A better line in manners
Speaking of Christine Burns (who participated in that cozy chat about terfs on Al Jazeera)…here’s a think-piece from 1996:
On a Saturday afternoon in a pleasant English University suburb I went along to find out the hard way. To argue, as both advocate and plaintiff, that transsexual women have more in common with the experience of their sisters than they blandly imagine.
Sorry for being bland, but I still get to think that we don’t have the experience of being a woman in common with men.
Under debate was the question of whether the group I was visiting should argue the case with their peers for other women like me to be admitted to their women-only space.
The air was thick with irony as I politely answered question after question. Corrected lie after lie. Defended my client’s very existence and justified their (and my) course in life.. as though I should be expected to succeed in communicating a personal experience that’s no easier to describe to the uninitiated than a panic attack or childbirth. … As though the court before me, drawing its’ authority from the shape of genitals they were born with, had the intellectual right to weigh up and judge the evidence which I’d spent much of my life studying and experiencing first hand. At stake, not just my client’s but my own self image and status as a woman in a club which I didn’t personally want to join. The charge, that my client (and by implication I) would make them feel uncomfortable.
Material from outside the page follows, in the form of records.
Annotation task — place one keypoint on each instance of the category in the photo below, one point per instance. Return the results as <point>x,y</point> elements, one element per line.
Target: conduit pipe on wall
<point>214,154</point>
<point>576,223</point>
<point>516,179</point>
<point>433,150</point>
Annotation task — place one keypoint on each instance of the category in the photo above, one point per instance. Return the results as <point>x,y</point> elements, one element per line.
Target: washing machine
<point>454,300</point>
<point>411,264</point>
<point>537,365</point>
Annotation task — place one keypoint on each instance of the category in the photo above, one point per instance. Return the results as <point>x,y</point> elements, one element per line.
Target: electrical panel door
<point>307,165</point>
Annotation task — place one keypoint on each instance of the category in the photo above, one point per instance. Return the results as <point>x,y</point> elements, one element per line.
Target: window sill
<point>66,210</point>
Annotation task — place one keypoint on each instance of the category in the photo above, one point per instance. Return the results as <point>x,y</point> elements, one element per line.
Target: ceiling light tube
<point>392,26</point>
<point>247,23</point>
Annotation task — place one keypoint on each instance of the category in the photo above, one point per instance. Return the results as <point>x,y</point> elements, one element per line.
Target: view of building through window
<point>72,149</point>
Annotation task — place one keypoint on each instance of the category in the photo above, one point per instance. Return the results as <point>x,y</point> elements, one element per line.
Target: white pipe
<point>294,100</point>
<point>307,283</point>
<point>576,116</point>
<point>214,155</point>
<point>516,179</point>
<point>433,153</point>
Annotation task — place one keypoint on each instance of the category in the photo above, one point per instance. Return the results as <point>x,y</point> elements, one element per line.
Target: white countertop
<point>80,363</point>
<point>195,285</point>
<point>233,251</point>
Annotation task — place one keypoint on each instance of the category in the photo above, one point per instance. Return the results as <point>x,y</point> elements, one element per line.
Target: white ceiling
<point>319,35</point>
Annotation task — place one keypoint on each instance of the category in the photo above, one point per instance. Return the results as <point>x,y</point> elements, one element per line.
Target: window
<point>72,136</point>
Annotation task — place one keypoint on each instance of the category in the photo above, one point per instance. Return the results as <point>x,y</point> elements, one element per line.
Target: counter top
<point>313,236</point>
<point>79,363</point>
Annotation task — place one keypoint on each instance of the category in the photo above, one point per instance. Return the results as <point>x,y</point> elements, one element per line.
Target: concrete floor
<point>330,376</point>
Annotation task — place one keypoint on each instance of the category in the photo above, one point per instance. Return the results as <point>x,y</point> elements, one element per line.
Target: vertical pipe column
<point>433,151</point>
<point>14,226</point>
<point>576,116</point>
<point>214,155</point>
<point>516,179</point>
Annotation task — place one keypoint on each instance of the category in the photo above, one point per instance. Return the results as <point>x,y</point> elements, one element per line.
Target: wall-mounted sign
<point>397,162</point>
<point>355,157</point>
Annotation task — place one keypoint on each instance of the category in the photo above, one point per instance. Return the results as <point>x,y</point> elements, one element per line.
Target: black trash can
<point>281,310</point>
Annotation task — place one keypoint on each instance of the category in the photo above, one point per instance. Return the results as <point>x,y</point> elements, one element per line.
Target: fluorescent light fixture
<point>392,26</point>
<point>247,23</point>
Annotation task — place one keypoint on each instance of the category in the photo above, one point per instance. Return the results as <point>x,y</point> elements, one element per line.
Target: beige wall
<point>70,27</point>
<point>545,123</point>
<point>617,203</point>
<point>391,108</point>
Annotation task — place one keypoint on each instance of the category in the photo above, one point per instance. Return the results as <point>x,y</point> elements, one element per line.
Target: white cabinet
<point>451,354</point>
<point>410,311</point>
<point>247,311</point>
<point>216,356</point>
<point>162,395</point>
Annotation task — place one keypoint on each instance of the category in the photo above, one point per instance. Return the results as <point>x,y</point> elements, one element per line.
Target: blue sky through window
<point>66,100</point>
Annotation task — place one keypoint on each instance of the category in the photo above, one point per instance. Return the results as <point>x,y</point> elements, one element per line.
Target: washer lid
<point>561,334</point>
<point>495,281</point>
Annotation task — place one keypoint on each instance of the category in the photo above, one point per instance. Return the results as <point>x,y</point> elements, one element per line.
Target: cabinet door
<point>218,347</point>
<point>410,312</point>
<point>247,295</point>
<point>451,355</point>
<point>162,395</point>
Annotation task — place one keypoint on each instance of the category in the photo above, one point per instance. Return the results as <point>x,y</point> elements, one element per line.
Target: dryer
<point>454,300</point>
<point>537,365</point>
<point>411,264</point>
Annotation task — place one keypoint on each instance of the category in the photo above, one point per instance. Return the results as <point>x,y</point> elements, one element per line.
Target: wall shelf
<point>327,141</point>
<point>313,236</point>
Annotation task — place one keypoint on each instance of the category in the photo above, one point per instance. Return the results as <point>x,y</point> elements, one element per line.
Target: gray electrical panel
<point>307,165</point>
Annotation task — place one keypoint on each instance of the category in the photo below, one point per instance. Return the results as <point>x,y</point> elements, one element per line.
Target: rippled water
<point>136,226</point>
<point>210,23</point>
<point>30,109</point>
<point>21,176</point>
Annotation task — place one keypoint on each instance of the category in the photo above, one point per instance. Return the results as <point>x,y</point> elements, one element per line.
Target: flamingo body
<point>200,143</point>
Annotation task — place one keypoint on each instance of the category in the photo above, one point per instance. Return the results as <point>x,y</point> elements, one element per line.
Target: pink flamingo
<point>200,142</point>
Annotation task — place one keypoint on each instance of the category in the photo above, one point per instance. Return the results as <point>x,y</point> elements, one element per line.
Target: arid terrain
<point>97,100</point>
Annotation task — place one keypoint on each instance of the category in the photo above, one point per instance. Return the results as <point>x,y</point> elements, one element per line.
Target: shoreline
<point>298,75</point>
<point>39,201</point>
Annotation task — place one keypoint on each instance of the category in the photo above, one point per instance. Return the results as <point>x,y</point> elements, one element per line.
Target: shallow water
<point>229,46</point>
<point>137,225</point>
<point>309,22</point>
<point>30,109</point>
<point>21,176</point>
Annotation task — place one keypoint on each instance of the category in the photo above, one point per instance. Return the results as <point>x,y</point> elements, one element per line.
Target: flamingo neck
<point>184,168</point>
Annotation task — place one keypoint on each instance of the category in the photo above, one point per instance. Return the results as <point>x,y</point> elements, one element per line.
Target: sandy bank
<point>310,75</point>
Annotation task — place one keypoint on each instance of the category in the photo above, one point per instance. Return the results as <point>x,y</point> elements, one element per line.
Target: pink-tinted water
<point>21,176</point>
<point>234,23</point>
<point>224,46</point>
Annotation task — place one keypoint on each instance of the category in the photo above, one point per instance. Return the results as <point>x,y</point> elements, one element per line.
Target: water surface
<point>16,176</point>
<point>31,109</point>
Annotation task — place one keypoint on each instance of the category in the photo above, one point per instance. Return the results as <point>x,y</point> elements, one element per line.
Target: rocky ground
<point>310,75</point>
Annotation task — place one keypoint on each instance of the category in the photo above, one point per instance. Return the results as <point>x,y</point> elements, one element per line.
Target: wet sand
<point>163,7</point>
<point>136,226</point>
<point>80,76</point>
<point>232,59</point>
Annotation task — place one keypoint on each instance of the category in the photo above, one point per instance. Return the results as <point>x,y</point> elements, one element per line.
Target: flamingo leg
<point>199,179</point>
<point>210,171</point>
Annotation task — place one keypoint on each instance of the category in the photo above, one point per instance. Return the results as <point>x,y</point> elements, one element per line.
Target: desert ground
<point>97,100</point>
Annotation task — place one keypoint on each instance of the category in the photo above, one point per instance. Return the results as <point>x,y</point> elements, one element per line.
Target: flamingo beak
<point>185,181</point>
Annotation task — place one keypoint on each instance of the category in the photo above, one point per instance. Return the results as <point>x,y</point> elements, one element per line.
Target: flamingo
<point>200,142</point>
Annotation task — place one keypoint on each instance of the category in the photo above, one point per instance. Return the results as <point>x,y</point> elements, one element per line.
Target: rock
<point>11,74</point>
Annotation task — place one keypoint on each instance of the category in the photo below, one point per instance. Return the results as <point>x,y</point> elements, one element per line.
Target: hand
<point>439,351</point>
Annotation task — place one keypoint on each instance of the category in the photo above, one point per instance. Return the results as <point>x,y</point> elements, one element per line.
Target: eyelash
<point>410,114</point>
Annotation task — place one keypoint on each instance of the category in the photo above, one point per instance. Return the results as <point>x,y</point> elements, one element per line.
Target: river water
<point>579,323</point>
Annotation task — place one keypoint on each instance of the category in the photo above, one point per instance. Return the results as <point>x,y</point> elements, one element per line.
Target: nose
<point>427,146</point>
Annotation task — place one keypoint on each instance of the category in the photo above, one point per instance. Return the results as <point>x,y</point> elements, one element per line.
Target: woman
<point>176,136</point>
It’s not a question of “drawing authority” from one’s genitals, it’s just a matter of definition. The disdain and hostility are noted however.
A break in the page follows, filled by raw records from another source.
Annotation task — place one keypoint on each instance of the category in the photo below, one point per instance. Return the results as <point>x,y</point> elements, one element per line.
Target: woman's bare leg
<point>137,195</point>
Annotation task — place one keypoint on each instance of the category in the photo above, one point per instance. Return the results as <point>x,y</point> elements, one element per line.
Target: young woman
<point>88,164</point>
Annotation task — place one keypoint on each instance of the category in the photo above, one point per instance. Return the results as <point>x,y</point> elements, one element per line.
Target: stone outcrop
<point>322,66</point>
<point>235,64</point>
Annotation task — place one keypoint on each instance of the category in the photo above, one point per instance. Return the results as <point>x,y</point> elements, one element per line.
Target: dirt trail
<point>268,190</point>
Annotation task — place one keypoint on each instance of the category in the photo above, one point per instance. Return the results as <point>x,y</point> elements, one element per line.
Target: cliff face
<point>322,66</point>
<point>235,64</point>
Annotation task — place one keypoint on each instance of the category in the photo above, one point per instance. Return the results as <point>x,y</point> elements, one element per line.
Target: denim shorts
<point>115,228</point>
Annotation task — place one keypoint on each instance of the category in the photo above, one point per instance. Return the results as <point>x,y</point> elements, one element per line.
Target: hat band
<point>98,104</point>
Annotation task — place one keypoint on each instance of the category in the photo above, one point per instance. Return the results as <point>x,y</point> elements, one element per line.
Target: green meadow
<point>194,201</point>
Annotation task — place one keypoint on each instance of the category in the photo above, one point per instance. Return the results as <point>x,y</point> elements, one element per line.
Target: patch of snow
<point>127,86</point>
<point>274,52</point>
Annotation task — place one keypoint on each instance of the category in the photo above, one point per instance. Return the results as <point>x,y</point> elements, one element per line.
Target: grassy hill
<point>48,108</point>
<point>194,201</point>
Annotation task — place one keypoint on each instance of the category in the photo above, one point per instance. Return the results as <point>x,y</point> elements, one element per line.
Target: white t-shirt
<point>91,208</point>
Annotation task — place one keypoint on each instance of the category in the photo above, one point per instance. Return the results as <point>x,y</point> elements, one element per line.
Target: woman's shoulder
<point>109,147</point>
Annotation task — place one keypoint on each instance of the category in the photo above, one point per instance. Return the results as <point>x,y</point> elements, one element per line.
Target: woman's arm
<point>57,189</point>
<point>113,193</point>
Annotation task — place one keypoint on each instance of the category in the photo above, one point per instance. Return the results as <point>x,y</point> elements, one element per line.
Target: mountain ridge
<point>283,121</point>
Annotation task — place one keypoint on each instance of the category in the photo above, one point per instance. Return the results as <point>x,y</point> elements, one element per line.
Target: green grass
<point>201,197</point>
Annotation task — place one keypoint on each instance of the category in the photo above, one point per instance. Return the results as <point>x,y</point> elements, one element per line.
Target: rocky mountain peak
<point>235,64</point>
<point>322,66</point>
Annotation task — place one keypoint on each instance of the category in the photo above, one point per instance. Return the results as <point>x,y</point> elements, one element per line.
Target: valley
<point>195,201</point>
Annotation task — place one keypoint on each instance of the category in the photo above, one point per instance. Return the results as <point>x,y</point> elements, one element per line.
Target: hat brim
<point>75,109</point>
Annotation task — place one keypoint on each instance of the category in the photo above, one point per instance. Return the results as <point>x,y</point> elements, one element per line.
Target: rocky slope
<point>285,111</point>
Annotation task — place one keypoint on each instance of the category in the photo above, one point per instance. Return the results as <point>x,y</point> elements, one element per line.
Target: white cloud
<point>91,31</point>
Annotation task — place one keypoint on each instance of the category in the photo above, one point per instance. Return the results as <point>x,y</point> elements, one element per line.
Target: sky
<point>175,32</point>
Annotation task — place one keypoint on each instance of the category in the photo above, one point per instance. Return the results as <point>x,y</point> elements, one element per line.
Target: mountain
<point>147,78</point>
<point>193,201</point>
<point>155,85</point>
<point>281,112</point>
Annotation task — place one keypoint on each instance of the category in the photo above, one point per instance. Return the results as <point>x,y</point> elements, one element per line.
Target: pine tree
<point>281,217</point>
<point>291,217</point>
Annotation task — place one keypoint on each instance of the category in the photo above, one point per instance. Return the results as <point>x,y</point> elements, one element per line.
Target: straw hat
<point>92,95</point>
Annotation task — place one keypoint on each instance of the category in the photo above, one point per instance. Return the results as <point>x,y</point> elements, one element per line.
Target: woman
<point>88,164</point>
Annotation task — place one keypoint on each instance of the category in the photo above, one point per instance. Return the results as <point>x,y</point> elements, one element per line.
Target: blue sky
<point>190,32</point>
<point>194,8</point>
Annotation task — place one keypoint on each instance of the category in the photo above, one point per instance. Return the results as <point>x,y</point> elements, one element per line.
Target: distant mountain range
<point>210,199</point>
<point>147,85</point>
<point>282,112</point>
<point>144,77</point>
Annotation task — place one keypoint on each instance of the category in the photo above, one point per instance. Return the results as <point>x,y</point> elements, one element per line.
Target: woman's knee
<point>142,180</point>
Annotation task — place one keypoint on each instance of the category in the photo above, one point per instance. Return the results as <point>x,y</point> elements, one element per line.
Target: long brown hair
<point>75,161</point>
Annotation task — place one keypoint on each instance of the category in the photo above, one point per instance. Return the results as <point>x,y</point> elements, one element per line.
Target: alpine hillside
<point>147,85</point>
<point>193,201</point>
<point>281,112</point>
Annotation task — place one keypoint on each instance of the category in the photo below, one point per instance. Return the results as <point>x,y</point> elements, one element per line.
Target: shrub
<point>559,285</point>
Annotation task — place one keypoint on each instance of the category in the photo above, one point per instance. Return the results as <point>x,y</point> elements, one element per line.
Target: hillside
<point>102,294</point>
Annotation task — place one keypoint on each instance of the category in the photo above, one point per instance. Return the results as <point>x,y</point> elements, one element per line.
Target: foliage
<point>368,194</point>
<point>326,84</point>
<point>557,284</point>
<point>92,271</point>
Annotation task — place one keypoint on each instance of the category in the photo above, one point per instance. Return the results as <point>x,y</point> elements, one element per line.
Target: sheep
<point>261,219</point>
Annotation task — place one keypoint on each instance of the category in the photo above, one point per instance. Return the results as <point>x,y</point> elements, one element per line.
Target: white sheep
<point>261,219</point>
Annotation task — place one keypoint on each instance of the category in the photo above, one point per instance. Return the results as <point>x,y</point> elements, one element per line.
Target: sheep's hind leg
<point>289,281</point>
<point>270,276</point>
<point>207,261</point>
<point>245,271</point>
That majority would join with me in being horrified by the notion that, after being raped by a man, a woman like myself would be turned away from a politically correct Rape Crisis Centre. Told, in the ultimate act of cruelty, that she was a man. That she should seek counselling from a man. That she made her sisters feel uncomfortable. In a bizarre way rapists have a better line in manners. At least they treat their victims, without prejudice, as women.
Those last two sentences are currently being passed around on Twitter by some of those wicked heartless women who don’t think men can magically become women.
Typography International is bringing a suit against her in the International Criminal Court for abuse of italics.
Imagine rape victims having the nerve to be uncomfortable! They’re worse than rapists in many respects!
Is that where we’re at now?
Stonewall’s own briefing paper on LGBTQI+ in Qatar.
https://www.stonewall.org.uk/system/files/global_workplace_briefing_qatar_final.pdf
H/T @simonjedge on twitter.
My god, I think reading that sentence caused every irony meter within a mile of my house to explode… Yes, I fully believe that transwomen have a life experience that I, as a non-trans male, will never fully comprehend. But unlike this nattering nitwit, I also recognize that women have experiences I will never fully comprehend, and that it is almost dead certain that while there might be an overlap of Venn diagrams there, they are by no means congruous. Burns’ unwillingness to accept that women do have experiences that Burns never did, or will, is a manifestation of utter narcissism.
Yeah, hilarious that that does not seem to apply to trans people and their total lack of knowing what it is like to actually be the other sex.
You were not called upon to justify anyone’s existence. Nobody doubts that people who declare themselves to be the opposite sex exist. The issue is whether or not the claim is true; manifestly, it is not. Being a girl or woman is not a “club.” Nobody can volitionally “join” or repudiate membership. The sex of humans, like most other animals, is a brute fact that can be objectively observed and determined.
Your “course in life” is entirely up to you, but none of it changes your biological sex.
Panic attacks and childbirth are experiences that are capable of description. You should be able to describe your personal experiences in words. That you complain about being unable to communicate your personal experiences to others is on you. N.B., perhaps your difficulty is that clear communication will lay bare the defects in your claims and arguments.